Where sermons feature not only in DVA manuscripts, there are other problems. They cannot all be discussed here, but I note in particular the case of s. 180. Boodts shows that there are two branches to the tradition ( p and v), and suggests that 3 manuscripts (r 1, r 2, r 3) may constitute a third branch. Yet, rather than balancing the 3 branches against each other, she states she will try to reconstruct only p, “with the rest of the transmission serving to filter out errors” (653). In fact, her apparatus shows that p and v have equal value. Boodts then naturally follows v when it must be right, but p and v readings needed to be given equal weight throughout, and Boodts would also have done well to consider whether the agreement of r 1, r 2, r 3 with v against p might give the right text, as I believe it does at line 340 (see below). We find a similar problem in s. 172: a number of manuscripts are independent from DVA, but Boodts writes that because their “stemmatic positioning is based on limited evidence—though their independence from the De verbis Apostoli archetype has been adequately proved—we have elected to reconstruct the point in the stemma that is clearest to us: the archetype of the De verbis Apostoli tradition” (475). And yet the independent witnesses have “enabled us to correct the De verbis Apostoli archetype” ( ibid.). The right procedure was then to reconstruct the archetype of both traditions.
I also do not think it was wise of Boodts (and Partoens) to provide an “exhaustive” (lxxix) apparatus, recording all non-orthographical variants. Where no stemma can be built, it is perhaps justifiable to record everything that could be right. But do we truly need every unique error, including those the scribes have themselves corrected (let alone the misprints of previous editions)? The result is an enormous apparatus, and I wonder who will read it. The procedure is especially puzzling in s. 170, where (we are told) the archetype is extant, but we are still given the readings of 13 other manuscripts, and in s. 176, where Partoens gives the readings of 31 DVA manuscripts, although he wishes to discard the DVA text in favour of the alternative ‘De paenitentia’ tradition.

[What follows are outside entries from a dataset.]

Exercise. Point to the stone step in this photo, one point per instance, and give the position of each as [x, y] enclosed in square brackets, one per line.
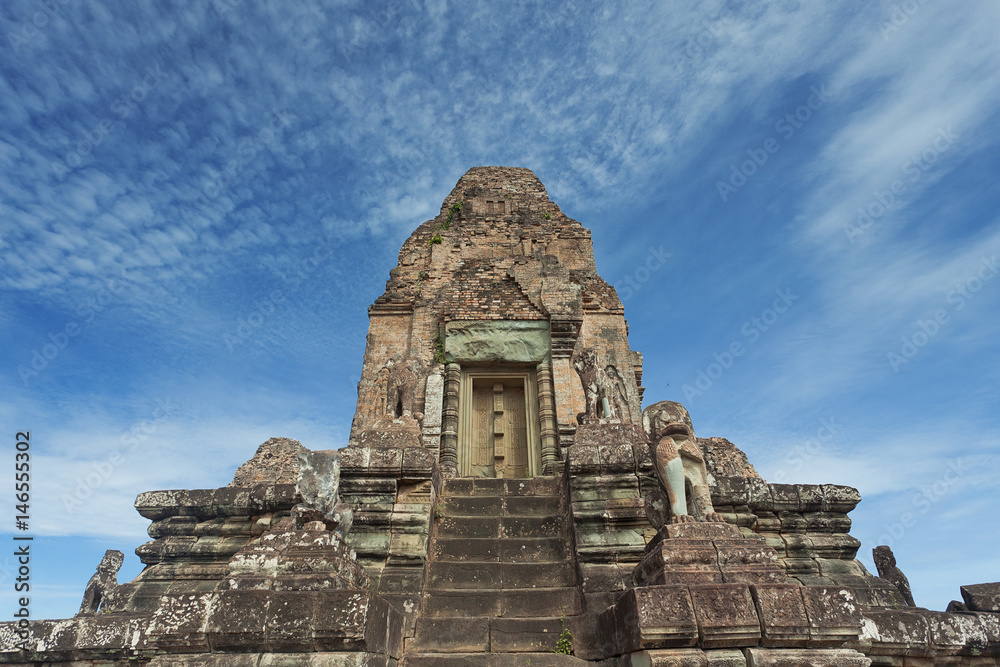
[496, 526]
[443, 575]
[487, 486]
[450, 635]
[516, 603]
[547, 659]
[507, 550]
[479, 506]
[480, 634]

Moreover, for all their detail, the collations are not always accurate.7
Despite these problems, the text adopted by all the editors is generally very good: free from non-Latin, carefully punctuated, and boldly faithful to the loose grammar and hammering repetitions and questions of Augustine’s preaching. Given how few predecessors they have, it is no discredit to the editors that their text cannot always be accepted. I suggest corrections, as follows:8
Better reading in apparatus:9 s. 158, 175: credemus; s. 159, 123: qui; s. 160, 25 aliquo; s. 163, 284: et ex; s. 163B, 14: accept Morin’s addition (see 27-30); s. 164, 302: nunc; s. 165, 122-3: qui autem … quod] quis autem … cui; s. 166A, 202: sed; s. 169, 207: iustitia 1 : iustitia tua; s. 174, 69 om. et 1; 215: qui non; s. 176, 80-1: sed ex … superare] sed quia ex …. superavit; s. 178, 100: ergo] totum; s. 180, 329 sanctum] falsum, 340: clament; s. 182, 80: si non.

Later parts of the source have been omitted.